Man walks across country for Kiva
By MONICA SPRINGER
By MONICA SPRINGER
When Jonathon Stalls picks up his dog's leash, his dog, Kanoa, gets excited and is ready to go for a walk.
The two have been walking a lot lately. Stalls and Kanoa are walking across the country in support of a nonprofit organization called Kiva.
They started walking in Delaware in March and plan to end their walk in San Francisco in November.
Stalls learned about Kiva two years ago while taking a social entrepreneurship class at Metro State College of Denver, where he graduated in 2009.
The almost five-year-old micro-lending organization works like this: People sign up for the organization on its website, kiva.org, and donate money to people who are starting or want to expand their business.
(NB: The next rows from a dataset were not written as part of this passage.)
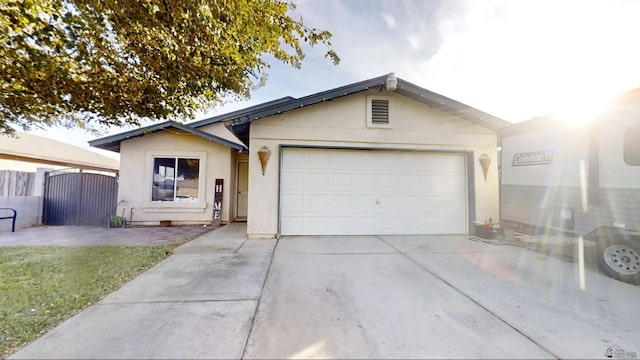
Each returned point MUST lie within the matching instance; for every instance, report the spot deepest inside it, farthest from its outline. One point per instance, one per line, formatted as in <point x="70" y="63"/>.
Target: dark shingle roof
<point x="238" y="121"/>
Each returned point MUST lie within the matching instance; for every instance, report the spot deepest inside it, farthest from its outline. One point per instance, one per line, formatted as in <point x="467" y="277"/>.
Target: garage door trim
<point x="469" y="168"/>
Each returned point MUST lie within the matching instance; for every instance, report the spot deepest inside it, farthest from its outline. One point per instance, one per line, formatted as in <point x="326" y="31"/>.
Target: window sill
<point x="170" y="206"/>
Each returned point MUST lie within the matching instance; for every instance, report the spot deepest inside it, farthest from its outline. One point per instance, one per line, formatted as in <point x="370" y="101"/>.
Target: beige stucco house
<point x="381" y="156"/>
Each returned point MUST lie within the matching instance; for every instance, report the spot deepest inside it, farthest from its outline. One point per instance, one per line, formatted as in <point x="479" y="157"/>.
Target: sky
<point x="513" y="59"/>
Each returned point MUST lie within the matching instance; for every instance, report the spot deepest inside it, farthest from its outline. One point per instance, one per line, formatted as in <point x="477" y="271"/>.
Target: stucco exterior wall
<point x="136" y="164"/>
<point x="342" y="122"/>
The businesses could be in Kenya, Peru, or the Congo, along with a host of other countries.
Kiva has more than 400,000 people who have loaned more than $146 million to entrepreneurs around the world. And Stalls said that Kiva has a 98 percent repayment rate within 10 months of a loan. That means if a person loans $25 to an entrepreneur, the entrepreneur will pay them back $25 within 10 months, which allows for the person to either keep the money or make another loan.
Kiva is keeping its users updated on Stalls' progress through its blog at http://www.kiva.org/blog.
Stalls said he's enjoying walking across the country and has particularly enjoyed West Virginia, the Chesapeake Bay near Annapolis, Md., and Katy Trail in Missouri.
Stalls walks with Kanoa, a 2 1/2-year-old German Shepherd and Blue Heeler mix that he rescued from a Denver animal shelter.
Stalls said he wanted to walk across the nation with his dog for the companionship so he wouldn't have to walk alone.
Another aspect Stalls said he likes is getting to see the rural side of the country. When he started his walk in March, crops were being planted, and now in the summer he walks along fields that are being harvested.
While he's been walking for 127 days, he and Kanoa have camped in a tent for only nine of those days. Stalls said he meets people along the way that offer him a house that he and his dog can rest in.
In Garden City, he's staying with his cousin, Karen Pitner Luckett.
On his walk, Stalls has encouraged people to join Kiva, and those that have joined because of Stalls have loaned more than $186,000 to entrepreneurs.
He said the organization teaches people from different countries that they can be successful.
"It gives people a sense of pride," Stalls said. "They fight a little harder to get their kids into school and become more active in their community."
Stalls usually walks with Kanoa from 8 a.m. to about 2 p.m. and covers up to 15 miles per day. The pair try to avoid the summer heat in the afternoon, and Stalls puts dog boots on Kanoa's paws so the dog can walk on the hot asphalt or concrete roads.
Stalls also carries a backpack that weighs about 50 pounds and is full of food, water, dog food, clothes and an occasional dog bone, he said.
He spent about a year planning his walk across the nation. He said he likes traveling by himself because he doesn't have to have a definite route plan — in Colorado, for example, he isn't sure yet which way he will travel.
He has traveled through Delaware, Maryland, West Virginia, Pennsylvania, Ohio, Kentucky, Indiana, Illinois, Missouri and Kansas. He will travel through Colorado, Utah, Nevada and California.
Stalls is keeping the public updated on his walk through his website, www.kivawalk.com.